Analysts agreed that most brands will scale back store openings in favor of closing underperforming units, revamping plum ones — and maximizing sales per square foot.
“Burberry is a good example of a greater focus on retail productivity,” Fujimori said, noting tactics could include customer analytics, more targeted marketing, elevating customer service via training and multilingual staff, more personalization and bumping up the average spend. “The big challenge for big luxury brands is to have the right product at the right time at the right location, given rapidly shifting travel flows on the back of foreign exchange swings.”
It’s no wonder, then, that Yoox Net-a-porter Group just signed a deal with IBM aimed largely at improving customer service and deliveries. YNAP is looking to personalize customer and brand experiences; sharpen its customer insights, analytics and cognitive capabilities. “For me, one of the biggest enemies of customer experience is ‘out of stock,’ and we’re able to eliminate that by having the product at the right time for our customers,” said Alex Alexander, YNAP’s chief information officer, after the IBM news.
What can be done in-store? Ortelli said brands are likely to reallocate space within existing locations to exalt performing categories. It’s a way to tap into the demand of more aspirational consumers who travel abroad less than the more affluent and therefore buy more domestically.
The luxury market is not alone in suffering the chill winds of the macroeconomy. Lord Simon Wolfson, chief executive officer of British high street giant Next, said he fears this year could be the retailer’s toughest since 2008. The fashion sector overall, he pointed out, is suffering as consumers opt to spend on restaurants, travel and leisure.
As for the next potential El Dorado, Branchini said he’s bullish on Southeast Asia, noting there are some 600 million consumers across Singapore, Malaysia, the Philippines, Indonesia and neighboring countries — all with no visa requirements or travel restrictions.
Fujimori added that Mexico looks “OK,” while Japan and Australia are “pockets of strength today.”
Observers agreed the slow-growth climate, combined with the liquidity of most European countries, could lead to more acquisitions. Firms said to be in play include Balmain and Isabel Marant, while potential targets could include Missoni, Etro, Chopard, Audemars Piguet or even Ferragamo.

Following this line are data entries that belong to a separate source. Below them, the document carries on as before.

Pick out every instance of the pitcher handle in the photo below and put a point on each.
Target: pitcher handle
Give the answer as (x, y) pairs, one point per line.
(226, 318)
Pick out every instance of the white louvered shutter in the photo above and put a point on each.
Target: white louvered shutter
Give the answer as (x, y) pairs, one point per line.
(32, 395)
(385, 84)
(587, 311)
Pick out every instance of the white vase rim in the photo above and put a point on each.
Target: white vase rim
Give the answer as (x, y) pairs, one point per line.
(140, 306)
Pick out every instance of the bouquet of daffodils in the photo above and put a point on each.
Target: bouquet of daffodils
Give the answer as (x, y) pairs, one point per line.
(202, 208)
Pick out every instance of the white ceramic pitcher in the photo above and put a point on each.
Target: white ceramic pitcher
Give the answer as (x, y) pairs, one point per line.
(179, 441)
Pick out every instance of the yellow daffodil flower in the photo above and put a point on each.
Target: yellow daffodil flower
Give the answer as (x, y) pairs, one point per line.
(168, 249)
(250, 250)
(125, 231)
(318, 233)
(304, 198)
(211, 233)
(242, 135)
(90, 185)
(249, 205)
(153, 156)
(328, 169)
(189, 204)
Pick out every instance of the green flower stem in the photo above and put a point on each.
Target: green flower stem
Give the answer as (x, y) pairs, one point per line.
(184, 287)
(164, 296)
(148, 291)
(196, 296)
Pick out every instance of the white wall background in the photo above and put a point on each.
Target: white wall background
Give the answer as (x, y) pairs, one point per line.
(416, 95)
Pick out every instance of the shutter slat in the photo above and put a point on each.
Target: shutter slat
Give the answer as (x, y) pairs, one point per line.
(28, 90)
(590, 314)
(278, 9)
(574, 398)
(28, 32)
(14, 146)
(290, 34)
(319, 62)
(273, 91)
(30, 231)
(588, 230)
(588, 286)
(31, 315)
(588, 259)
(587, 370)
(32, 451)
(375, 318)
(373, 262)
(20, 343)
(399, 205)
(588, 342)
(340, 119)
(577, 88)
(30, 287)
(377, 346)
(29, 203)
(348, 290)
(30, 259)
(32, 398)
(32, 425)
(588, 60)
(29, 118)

While margins are likely to come under pressure, brands would be wise to resist aggressive cost-cutting. “I would not expect a reduction in marketing as a percentage of sales as companies should focus on protecting long-term brand equity,” Fujimori said.
Analysts expect greater divergence in share-price performance. Citi’s top pick for the next 12 months is Kering. “It benefits from self-help and turnaround at Gucci, exceptional growth momentum at Saint Laurent and the smaller brands (Balenciaga, McQueen), potential simplification of the group structure with an exit strategy from Sports & Lifestyle, and attractive absolute and relative valuation,” Chauvet said.
HSBC has buy ratings on LVMH, Richemont and Moncler and forecasts that the “sector should see lower but healthier growth.” It’s also more hopeful for the second half, noting in a recent report that travel flows could pick up, equity markets should stabilize, allowing growth to resume.
China, it said, “is paradoxically the only [place] where trends are accelerating.…With the U.S. being expensive, parts of Europe perceived by some as unsafe, and Hong Kong dull, mainlanders who may want to go to Seoul, Tokyo, Bangkok or Australia — the hot destinations today — may also opt to stay at home.”